Masyarakat Kampung Panau, Kelurahan Kabil, Pulau Batam, menuding PT PRI sebagai sumber pencemaran yang juga berdampak pada fasilitas kolam penampungan air milik PT Pertamina Energy Terminal (PET) Kabil.
Kondisi ini mengancam kesehatan warga dan keberlanjutan lingkungan di kawasan tersebut.Aktivis lingkungan dan pemantau isu sampah plastik sejak 2014.
Riza V. Tjahjadi, menyerukan agar Menteri Lingkungan Hidup menurunkan tim verifikasi dari unsur Pusat Pengendali Lingkungan Hidup (Pusdal LH) Sumatera di Pekanbaru serta tim dari Kementerian Lingkungan Hidup Jakarta untuk melakukan investigasi mendalam.
Penyelidikan ini harus mencakup dampak pencemaran terhadap lingkungan dan konsumen air yang terdampak.Desakan WALHI ini muncul di tengah momentum negosiasi global di Jenewa, Swiss, yang berlangsung pada 5-15 Agustus 2025, untuk memfinalisasi Traktat Plastik—perjanjian internasional yang akan mengikat secara hukum seluruh anggota PBB dalam menangani krisis polusi plastik dunia.Pencemaran plastik merupakan ancaman serius yang tidak hanya merusak lingkungan, tetapi juga mengancam kesehatan masyarakat Indonesia.
Limbah plastik dan limbah industri yang dibuang secara ilegal dapat mencemari air, tanah, dan ekosistem, serta berpotensi menyebabkan masalah kesehatan yang serius bagi masyarakat.

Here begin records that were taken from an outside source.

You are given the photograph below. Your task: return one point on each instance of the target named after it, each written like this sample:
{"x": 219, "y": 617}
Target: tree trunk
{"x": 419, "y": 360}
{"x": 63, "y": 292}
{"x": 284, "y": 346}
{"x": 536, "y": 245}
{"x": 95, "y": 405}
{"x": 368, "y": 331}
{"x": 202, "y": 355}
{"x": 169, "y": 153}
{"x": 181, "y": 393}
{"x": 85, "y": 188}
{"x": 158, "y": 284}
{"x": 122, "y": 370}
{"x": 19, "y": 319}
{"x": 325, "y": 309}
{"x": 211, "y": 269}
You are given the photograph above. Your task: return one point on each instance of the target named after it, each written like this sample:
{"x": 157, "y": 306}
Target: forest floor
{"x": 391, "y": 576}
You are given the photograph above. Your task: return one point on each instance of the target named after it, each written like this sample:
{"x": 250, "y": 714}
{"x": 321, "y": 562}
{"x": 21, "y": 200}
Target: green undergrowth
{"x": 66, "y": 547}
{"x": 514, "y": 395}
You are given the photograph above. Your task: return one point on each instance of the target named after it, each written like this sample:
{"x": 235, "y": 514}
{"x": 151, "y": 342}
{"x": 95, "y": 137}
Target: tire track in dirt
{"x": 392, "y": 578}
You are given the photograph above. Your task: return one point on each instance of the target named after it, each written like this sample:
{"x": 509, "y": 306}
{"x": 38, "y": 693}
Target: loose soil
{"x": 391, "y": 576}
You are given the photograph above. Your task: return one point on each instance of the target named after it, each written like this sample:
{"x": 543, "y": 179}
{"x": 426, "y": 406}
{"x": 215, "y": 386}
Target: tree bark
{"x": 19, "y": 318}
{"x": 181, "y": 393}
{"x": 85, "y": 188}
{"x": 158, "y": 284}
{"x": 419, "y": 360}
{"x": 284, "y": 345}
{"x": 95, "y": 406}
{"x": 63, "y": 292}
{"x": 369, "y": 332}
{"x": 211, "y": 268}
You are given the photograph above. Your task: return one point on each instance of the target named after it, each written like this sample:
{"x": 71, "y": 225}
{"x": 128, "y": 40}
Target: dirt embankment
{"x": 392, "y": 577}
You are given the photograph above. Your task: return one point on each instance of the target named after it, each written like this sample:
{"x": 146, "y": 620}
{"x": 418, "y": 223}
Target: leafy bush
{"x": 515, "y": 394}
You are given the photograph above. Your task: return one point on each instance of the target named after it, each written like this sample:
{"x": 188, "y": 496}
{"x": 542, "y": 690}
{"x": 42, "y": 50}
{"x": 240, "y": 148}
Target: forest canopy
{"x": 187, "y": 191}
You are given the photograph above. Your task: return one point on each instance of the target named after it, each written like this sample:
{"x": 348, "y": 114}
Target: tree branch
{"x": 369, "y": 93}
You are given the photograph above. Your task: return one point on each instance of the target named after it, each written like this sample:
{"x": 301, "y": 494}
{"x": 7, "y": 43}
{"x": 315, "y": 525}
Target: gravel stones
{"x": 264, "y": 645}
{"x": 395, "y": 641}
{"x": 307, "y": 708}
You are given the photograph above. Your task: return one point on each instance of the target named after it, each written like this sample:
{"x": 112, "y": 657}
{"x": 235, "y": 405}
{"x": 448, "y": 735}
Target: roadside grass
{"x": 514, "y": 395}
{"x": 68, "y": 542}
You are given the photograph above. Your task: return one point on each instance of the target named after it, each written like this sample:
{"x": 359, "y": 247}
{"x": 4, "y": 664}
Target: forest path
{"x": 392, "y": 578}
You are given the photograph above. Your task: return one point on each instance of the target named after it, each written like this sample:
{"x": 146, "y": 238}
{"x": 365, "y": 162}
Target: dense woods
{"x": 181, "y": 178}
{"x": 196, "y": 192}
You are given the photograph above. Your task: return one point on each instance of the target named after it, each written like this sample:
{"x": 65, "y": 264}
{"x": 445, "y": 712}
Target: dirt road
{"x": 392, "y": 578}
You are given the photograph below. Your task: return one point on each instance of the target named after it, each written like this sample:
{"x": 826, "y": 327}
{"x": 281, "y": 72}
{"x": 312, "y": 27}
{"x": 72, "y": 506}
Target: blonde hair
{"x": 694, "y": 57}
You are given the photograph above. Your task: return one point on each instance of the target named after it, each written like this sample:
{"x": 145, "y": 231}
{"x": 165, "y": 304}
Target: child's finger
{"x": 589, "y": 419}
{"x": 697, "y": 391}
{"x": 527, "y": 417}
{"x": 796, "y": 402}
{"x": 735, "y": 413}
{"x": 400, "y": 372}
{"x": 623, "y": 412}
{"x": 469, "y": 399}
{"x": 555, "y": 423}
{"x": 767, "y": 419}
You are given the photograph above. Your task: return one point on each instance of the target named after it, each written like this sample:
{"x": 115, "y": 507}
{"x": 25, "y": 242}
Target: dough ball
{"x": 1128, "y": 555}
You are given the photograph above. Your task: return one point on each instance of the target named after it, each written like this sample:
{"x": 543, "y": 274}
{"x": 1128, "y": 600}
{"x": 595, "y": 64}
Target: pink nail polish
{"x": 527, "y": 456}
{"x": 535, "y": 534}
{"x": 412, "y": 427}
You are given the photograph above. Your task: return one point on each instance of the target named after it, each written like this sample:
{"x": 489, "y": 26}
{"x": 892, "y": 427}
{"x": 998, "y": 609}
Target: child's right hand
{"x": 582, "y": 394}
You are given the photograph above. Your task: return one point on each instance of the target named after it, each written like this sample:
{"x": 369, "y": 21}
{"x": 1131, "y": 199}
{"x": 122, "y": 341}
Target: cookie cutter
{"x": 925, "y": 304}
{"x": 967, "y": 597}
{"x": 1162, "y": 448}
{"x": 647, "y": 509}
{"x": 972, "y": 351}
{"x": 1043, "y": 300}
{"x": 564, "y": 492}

Kasus PT PRI menjadi pengingat pentingnya tindakan tegas pemerintah dalam mengawasi aktivitas industri dan menegakkan peraturan lingkungan hidup.
Investigasi menyeluruh dan penegakan hukum yang efektif sangat diperlukan untuk melindungi lingkungan dan kesehatan masyarakat dari dampak pencemaran industri.